Suppose that G is a cyclic group and that 6 divides the order of G. How many elements of order 6 does G have? If 8 divides order of G, how many elements of order 8 does G have? If a is an element of order 8, what are the other elements of order 8?

Using the Euler phi totient:

There are 2 elements of order 6. There are 4 elements of order 8.

If a is an element of order 8, that leaves 3 other elements of order 8.

The order of G is clearly 24 by the least common multiple of 8 and 6.

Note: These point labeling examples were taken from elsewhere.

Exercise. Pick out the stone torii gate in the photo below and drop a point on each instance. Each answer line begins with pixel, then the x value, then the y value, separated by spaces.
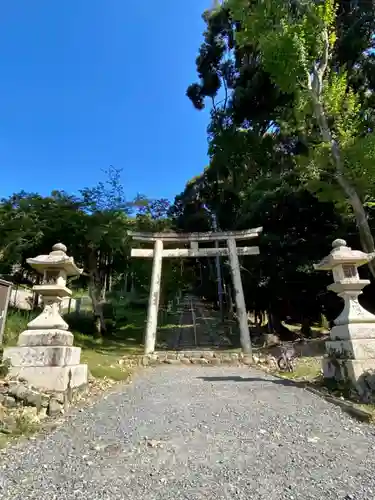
pixel 193 239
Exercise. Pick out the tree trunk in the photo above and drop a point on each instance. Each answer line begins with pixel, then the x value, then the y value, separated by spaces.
pixel 364 230
pixel 96 292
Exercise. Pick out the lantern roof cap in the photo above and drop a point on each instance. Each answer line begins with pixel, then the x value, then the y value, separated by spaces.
pixel 341 254
pixel 57 259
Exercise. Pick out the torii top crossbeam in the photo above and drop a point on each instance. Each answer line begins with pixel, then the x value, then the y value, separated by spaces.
pixel 187 237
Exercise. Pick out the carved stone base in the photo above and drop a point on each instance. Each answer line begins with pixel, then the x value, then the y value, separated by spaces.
pixel 52 337
pixel 43 355
pixel 52 378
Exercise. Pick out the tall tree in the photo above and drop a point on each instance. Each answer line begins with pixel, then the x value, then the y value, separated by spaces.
pixel 298 44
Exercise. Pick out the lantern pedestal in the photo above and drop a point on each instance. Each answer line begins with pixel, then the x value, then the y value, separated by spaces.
pixel 351 348
pixel 45 355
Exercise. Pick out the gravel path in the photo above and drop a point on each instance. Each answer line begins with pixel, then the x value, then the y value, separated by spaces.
pixel 198 433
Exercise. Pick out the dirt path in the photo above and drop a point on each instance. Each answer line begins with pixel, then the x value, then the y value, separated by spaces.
pixel 198 326
pixel 198 433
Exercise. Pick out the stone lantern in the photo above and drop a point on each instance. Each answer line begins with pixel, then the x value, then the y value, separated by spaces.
pixel 351 347
pixel 45 355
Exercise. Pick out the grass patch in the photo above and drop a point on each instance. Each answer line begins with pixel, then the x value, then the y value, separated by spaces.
pixel 102 355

I used the fact that for any positive integer k, the order of an element $a^{k}$ is n/gcd(n,k). This gives $a^{3}$ as another element of order 8. But this is where I cannot further my attempt.

Any hint is appreciated. Thanks in advance.

Answer 1

A cyclic group of order $n$ has exactly one subgroup of order $d$ for each $d$ dividing $n$.

This subgroup is cyclic and has $\phi(d)$ elements of order $d$.

The elements of order $d$ are $h^i$ for $\gcd(i,d)=1$, where $h$ is an element of order $d$.

All this does not depend on $n$.

Answer 2

Question

Suppose that $G$ is a cyclic group and that $6$ divides the order of $G$.

1. How many elements of order $6$ does $G$ have?
2. If $8$ divides order of $G$, how many elements of order $8$ does $G$ have?
3. If $a$ is an element of order $8$, what are the other elements of order $8$?

Answer

A cyclic group of order $n$ is isomorphic to $\Bbb Z_n$.

1. If $n=6k$ for some positive integer $k$, then finding an element with order $6$ is equivalent to solving $6x \equiv 0 \pmod{6k}$, which has exactly $6$ solutions ($0$, $k$, $2k$, $3k$, $4k$, and $5k$), so they form $1$ unique subgroup.

2. Rinse and repeat to obtain $8$.

3. Since the subgroup of order $8$ is unique, the elements are $a$, $a^3$, $a^5$, and $a^7$.